TL;DR: You changed a skill. How do you know it’s actually better, not just confirmation bias? I ran a double-blind experiment: two versions, four scenarios, independent blind scoring. The scorer saw X=2.44, Y=2.41 and said “can’t tell them apart.” After unblinding: simplified version won 4/0.


The 0.03 Gap

I shortened a review skill from 159 lines to 89 lines. Wanted to verify the simplified version actually worked better, so I ran a double-blind experiment.

The raw scores came back: X averaged 2.44, Y averaged 2.41. A difference of 0.03. Out of 3 points max, a 0.03 gap tells you nothing.

Two weeks of work. 8 evaluator instances. 4 scenarios. 8 dimensions in the rubric. The conclusion: “no difference.”

I didn’t buy it. Not because I’m stubborn—I looked at the scores per scenario. In every scenario, X and Y each had wins. No scenario was a tie. So how could the averages be so close?

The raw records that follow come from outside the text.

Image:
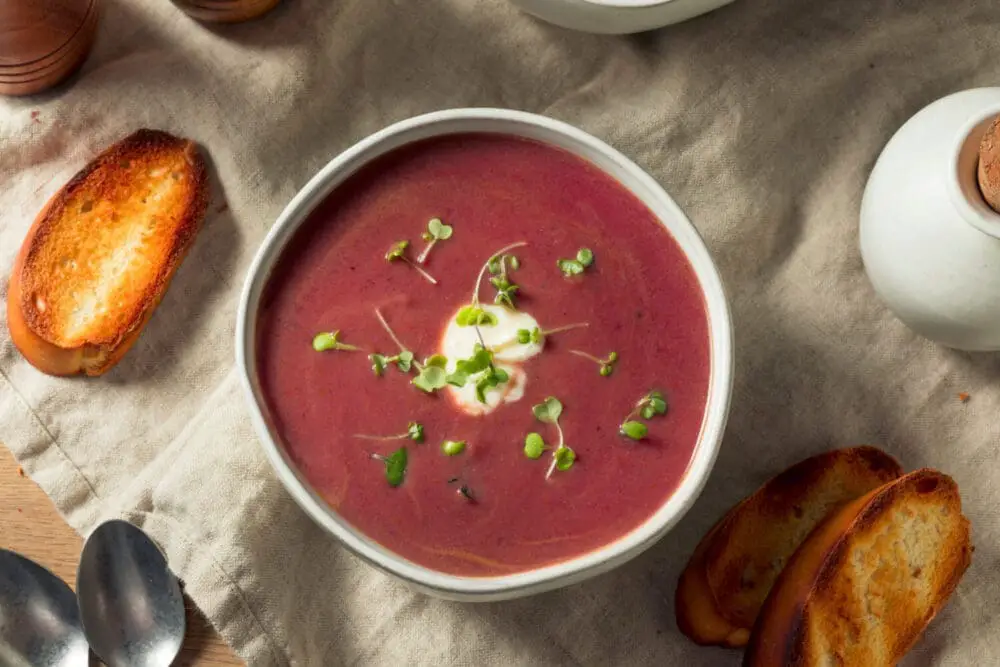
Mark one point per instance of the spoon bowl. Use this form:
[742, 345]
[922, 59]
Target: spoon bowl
[39, 621]
[130, 603]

I checked secret-mapping.txt and saw the problem.

In a double-blind experiment, the mapping between X/Y and variants is randomized. In S1, X was A (original), Y was B (simplified). In S2, X was B, Y was A. In S3, X was A again. In S4, X was B again. The scorer doesn’t know the mapping, so it just averaged all four X’s and all four Y’s.

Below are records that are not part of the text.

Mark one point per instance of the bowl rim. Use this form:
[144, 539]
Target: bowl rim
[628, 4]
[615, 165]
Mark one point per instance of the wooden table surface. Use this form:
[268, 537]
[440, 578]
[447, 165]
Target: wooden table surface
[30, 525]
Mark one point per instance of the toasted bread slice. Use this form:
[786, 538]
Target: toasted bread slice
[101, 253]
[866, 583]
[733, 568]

Four X’s contain two A scores and two B scores. Same for Y. A and B get mixed together in the average, so the difference disappears.

This isn’t a bug in the scorer; it’s designed to only see X and Y, without knowing the mapping. The mistake was in my experiment design: the scorer shouldn’t aggregate across scenarios. That step should be done by someone who knows the secret mapping.

Blind averaging fallacy: eight scored cards shuffled together into a single average that erases the real difference; only the decoder key bypassing the funnel reveals the truth

After mapping back to A/B:

VariantS1S2S3S4Average
A (original)2.5002.3752.2502.1252.313
B (simplified)2.7502.5002.3752.5002.531

0.03 became 0.218. B won all four scenarios.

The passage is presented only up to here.